6. The UE of claim 5, wherein the second data bit sequence includes u data bits and q−u zero bits in each of q-bit units, and positions of the u data bits in each of the q-bit units are changed based on an order of the q-bit units.
7. The UE of claim 5, wherein the second data bit sequence includes u data bits and q−u zero bits in each of q-bit units, and positions of the u data bits in each of the q-bit units are changed based on UE identification information.
8. The UE of claim 5, wherein the first data bit sequence includes information about a training result according to federated learning, u is q/U, and U represents a number of UEs participating in the federated learning.
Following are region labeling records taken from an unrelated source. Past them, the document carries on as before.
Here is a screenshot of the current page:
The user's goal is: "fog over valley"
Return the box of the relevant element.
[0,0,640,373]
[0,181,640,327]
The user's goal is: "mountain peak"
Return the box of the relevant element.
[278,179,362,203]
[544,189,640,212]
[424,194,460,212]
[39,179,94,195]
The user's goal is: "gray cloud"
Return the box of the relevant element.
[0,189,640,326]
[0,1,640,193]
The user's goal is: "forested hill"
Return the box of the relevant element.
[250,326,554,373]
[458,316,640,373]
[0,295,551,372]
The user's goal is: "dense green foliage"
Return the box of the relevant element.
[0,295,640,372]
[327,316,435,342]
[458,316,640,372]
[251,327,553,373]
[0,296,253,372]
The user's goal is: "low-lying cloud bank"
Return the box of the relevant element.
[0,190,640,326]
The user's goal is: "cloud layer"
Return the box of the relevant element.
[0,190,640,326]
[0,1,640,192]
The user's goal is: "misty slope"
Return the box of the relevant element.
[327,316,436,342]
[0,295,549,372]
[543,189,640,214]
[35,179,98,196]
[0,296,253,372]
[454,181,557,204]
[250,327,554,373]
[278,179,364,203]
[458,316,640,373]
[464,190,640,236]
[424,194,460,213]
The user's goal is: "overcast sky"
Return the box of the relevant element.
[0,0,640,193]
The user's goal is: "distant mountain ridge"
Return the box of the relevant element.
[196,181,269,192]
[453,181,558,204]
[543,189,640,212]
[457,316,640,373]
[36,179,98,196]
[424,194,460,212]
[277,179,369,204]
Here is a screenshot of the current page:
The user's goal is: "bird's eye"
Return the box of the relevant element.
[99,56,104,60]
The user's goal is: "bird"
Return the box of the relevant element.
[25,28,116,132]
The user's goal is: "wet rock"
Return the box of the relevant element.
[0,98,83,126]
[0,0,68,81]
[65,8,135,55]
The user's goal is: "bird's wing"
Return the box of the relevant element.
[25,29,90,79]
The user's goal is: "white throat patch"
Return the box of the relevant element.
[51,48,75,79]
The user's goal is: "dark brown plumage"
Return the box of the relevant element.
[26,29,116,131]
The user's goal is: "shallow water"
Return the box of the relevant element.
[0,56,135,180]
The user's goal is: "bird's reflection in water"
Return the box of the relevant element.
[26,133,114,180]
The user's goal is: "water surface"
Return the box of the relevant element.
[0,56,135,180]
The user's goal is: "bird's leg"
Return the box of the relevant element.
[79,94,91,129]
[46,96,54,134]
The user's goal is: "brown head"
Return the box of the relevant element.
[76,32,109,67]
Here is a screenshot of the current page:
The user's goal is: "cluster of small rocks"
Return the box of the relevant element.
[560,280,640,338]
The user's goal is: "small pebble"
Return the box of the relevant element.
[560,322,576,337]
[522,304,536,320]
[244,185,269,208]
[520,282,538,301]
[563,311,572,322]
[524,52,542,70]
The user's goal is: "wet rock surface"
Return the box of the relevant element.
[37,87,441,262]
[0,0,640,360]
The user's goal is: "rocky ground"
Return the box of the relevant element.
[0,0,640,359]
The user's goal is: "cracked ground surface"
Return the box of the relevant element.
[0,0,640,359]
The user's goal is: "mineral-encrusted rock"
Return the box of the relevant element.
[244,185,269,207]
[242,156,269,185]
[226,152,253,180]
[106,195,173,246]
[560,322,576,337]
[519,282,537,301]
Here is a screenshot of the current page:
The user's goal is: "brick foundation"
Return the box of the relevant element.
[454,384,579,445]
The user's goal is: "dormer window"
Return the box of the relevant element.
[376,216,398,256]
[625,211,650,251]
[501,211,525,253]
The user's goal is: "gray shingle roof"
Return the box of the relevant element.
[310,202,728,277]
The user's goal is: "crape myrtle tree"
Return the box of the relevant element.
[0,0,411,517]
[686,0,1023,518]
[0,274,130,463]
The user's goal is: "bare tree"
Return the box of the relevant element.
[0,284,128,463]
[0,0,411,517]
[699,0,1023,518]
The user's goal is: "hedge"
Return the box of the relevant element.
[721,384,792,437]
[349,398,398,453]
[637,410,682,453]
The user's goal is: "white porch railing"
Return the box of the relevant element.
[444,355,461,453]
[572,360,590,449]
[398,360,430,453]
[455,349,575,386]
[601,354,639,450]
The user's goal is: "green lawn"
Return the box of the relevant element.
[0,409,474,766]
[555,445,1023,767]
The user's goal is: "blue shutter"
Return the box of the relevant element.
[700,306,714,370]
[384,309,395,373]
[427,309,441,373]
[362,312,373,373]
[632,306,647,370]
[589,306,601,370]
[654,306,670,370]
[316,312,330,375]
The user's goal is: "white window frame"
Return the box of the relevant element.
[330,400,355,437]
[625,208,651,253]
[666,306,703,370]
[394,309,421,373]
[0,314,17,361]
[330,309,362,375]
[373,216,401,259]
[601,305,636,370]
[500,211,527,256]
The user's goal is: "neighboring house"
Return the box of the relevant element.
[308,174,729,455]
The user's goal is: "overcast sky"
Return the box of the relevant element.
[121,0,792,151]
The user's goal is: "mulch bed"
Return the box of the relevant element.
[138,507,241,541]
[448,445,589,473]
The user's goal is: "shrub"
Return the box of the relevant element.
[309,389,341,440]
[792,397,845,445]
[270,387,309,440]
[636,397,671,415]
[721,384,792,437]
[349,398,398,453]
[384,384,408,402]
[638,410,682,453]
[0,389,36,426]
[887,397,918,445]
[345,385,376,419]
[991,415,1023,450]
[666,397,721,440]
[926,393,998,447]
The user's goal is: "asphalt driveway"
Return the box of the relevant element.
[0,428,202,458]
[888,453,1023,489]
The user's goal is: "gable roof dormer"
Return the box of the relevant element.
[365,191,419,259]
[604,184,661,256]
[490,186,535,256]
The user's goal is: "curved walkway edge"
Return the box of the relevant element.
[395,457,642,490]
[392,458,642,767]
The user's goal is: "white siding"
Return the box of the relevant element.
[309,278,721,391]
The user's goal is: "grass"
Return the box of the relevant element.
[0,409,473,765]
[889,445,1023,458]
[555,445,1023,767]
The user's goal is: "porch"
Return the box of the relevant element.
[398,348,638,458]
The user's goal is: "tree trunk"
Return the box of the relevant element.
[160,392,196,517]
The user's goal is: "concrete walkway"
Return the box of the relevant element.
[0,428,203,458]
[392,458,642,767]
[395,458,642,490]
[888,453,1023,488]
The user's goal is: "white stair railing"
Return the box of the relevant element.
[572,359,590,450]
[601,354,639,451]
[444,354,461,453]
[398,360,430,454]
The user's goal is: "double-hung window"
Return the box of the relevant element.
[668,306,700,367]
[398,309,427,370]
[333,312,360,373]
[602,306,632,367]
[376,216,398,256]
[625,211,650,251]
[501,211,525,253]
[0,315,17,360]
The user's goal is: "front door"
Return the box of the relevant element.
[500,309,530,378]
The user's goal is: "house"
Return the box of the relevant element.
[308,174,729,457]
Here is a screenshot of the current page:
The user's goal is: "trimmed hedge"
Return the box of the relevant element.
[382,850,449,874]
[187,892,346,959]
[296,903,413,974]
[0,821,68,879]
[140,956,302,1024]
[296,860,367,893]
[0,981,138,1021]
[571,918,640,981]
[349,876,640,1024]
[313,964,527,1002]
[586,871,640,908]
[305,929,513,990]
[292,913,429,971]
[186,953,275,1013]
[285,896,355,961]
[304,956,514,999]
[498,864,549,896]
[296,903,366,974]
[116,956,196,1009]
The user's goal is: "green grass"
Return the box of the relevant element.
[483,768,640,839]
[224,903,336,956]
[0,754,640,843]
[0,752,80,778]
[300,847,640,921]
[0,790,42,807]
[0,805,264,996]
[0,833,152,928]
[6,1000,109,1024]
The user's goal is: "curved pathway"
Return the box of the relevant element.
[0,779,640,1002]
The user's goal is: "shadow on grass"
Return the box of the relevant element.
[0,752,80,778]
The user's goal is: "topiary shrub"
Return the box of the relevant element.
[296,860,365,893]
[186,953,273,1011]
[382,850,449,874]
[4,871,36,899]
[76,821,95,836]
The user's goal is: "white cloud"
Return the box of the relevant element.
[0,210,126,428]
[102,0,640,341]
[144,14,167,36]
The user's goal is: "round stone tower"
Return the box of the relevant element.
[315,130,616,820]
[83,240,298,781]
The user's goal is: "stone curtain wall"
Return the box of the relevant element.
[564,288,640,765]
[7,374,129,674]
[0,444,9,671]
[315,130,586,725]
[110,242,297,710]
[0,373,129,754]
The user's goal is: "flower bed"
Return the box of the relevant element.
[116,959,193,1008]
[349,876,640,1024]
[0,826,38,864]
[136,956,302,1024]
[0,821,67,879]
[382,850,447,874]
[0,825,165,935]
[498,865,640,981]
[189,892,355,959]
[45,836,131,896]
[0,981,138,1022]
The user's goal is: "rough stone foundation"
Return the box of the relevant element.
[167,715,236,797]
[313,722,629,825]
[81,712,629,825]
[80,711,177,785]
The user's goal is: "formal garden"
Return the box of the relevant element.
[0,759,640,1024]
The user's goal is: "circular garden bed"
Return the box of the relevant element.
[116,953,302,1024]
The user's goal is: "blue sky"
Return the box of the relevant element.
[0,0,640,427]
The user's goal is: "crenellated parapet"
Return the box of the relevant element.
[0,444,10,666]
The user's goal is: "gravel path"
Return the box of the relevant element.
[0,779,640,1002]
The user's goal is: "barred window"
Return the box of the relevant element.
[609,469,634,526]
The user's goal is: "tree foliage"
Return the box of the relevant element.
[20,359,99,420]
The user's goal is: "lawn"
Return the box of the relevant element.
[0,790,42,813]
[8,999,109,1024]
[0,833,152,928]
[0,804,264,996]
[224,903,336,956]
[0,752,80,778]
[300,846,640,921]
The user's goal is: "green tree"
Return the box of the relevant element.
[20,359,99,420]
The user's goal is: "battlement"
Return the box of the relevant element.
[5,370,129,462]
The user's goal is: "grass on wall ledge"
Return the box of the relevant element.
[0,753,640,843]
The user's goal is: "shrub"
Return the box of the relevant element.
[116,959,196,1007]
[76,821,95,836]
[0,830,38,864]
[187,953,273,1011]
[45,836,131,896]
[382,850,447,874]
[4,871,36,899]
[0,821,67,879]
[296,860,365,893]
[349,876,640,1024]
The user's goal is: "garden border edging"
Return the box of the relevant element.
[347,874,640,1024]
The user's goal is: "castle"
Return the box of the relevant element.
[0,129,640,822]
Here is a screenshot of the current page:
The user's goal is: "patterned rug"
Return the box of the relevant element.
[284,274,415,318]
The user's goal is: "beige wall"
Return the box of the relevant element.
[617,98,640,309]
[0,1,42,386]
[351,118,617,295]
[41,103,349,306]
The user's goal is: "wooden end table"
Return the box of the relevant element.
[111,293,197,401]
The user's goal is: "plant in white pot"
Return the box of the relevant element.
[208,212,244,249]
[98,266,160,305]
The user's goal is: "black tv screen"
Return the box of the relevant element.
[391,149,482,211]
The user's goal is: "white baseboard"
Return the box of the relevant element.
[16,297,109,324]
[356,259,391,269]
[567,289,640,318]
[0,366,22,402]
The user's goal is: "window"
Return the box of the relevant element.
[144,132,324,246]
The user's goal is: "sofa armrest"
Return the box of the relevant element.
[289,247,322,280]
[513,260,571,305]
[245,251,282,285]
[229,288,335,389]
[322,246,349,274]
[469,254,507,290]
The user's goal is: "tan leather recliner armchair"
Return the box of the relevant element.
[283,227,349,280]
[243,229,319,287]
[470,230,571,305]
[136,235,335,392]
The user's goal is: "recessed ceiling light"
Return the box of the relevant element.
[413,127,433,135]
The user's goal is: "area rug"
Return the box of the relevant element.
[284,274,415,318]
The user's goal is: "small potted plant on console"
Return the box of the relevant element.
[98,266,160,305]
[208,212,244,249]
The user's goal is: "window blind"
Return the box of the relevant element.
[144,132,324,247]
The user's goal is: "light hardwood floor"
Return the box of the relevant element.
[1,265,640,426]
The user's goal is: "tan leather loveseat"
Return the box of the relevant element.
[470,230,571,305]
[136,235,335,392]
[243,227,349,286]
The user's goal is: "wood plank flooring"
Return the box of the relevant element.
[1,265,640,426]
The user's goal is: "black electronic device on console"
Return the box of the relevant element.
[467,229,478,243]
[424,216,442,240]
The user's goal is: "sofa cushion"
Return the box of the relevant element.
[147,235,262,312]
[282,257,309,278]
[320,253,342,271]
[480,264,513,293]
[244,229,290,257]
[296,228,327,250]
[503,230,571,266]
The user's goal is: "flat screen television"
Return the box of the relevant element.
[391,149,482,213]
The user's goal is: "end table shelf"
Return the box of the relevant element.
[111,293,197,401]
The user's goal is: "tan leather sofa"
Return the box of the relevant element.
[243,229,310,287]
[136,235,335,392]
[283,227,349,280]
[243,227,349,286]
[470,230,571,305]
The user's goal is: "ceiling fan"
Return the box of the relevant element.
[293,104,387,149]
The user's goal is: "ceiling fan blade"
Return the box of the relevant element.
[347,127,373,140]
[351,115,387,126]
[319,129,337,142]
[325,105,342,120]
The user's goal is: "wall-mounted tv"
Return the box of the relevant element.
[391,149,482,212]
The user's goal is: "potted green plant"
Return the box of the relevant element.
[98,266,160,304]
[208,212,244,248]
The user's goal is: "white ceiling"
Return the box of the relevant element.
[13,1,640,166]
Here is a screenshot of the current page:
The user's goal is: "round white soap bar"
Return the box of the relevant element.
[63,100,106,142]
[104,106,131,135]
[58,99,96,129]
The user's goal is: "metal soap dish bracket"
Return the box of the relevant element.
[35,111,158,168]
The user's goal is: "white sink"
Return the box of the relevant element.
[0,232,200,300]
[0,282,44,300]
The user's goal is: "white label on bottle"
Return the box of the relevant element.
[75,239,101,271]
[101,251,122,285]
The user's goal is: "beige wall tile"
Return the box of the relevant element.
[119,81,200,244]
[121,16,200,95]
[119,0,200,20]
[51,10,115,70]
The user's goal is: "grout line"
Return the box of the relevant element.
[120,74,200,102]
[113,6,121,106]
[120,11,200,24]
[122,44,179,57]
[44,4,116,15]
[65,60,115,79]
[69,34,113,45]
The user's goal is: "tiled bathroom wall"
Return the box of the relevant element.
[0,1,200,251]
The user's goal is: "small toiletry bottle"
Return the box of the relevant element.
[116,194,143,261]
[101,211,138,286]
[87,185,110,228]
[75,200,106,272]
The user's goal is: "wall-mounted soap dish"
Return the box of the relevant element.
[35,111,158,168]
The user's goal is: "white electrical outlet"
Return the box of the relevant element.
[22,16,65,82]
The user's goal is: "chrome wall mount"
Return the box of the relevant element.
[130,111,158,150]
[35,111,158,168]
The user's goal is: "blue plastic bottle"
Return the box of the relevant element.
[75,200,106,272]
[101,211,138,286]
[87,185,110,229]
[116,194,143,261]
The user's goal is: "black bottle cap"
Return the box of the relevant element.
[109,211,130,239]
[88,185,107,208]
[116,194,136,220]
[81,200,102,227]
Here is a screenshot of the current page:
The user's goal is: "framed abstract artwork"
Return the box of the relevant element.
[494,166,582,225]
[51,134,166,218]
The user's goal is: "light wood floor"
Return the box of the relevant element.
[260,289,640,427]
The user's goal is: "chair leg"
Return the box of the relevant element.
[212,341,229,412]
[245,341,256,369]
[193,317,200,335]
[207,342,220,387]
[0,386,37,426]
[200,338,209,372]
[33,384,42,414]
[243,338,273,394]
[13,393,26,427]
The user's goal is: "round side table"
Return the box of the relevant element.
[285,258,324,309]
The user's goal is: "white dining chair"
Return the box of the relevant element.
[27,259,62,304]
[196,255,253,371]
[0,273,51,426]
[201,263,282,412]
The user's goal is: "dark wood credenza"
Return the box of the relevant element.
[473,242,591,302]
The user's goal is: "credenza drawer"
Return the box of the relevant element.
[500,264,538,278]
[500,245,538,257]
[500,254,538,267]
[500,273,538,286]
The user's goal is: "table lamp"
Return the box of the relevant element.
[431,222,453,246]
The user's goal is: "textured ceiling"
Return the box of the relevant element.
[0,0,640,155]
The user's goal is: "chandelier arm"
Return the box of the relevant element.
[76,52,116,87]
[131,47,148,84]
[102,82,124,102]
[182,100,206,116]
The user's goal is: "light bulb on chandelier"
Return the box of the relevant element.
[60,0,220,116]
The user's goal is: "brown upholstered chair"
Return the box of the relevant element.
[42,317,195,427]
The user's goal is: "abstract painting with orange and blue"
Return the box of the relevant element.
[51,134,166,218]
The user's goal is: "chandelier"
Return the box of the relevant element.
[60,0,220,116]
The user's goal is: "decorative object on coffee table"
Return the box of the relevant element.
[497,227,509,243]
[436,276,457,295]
9. An apparatus for a user equipment (UE), comprising:
at least one processor; and
at least one computer memory operably connected to the at least one processor, and when executed, causing the at least one processor to perform operations,
wherein the operations include:
generating a codeword including a system part and a parity part by encoding the second data bit sequence;
providing a modulation symbol sequence corresponding to the codeword by applying a different modulation and power scaling combination to every q-bit unit of the system part and the parity part in the codeword; and
transmitting the modulation symbol sequence, and
wherein q is a power of 2, and u is an integer equal to or greater than 1.
10. The apparatus of claim 9, wherein the second data bit sequence includes u data bits and q−u zero bits in each of q-bit units, and positions of the u data bits in each of the q-bit units are changed based on an order of the q-bit units.
11. The apparatus of claim 9, wherein the second data bit sequence includes u data bits and q−u zero bits in each of q-bit units, and positions of the u data bits in each of the q-bit units are changed based on UE identification information.
12. The apparatus of claim 9, wherein the first data bit sequence includes information about a training result according to federated learning, u is q/U, and U represents a number of UEs participating in the federated learning.
13. A computer-readable storage medium including at least one computer program which when executed, causes at least one processor to perform operations,
wherein the operations include:
generating a codeword including a system part and a parity part by encoding the second data bit sequence;
providing a modulation symbol sequence corresponding to the codeword by applying a different modulation and power scaling combination to every q-bit unit of the system part and the parity part in the codeword; and
transmitting the modulation symbol sequence, and
wherein q is a power of 2, and u is an integer equal to or greater than 1.
14. The computer-readable storage medium of claim 13, wherein the second data bit sequence includes u data bits and q−u zero bits in each of q-bit units, and positions of the u data bits in each of the q-bit units are changed based on an order of the q-bit units.
15. The computer-readable storage medium of claim 13, wherein the second data bit sequence includes u data bits and q−u zero bits in each of q-bit units, and positions of the u data bits in each of the q-bit units are changed based on UE identification information.
16. The computer-readable storage medium of claim 13, wherein the first data bit sequence includes information about a training result according to federated learning, u is q/U, and U represents a number of UEs participating in the federated learning.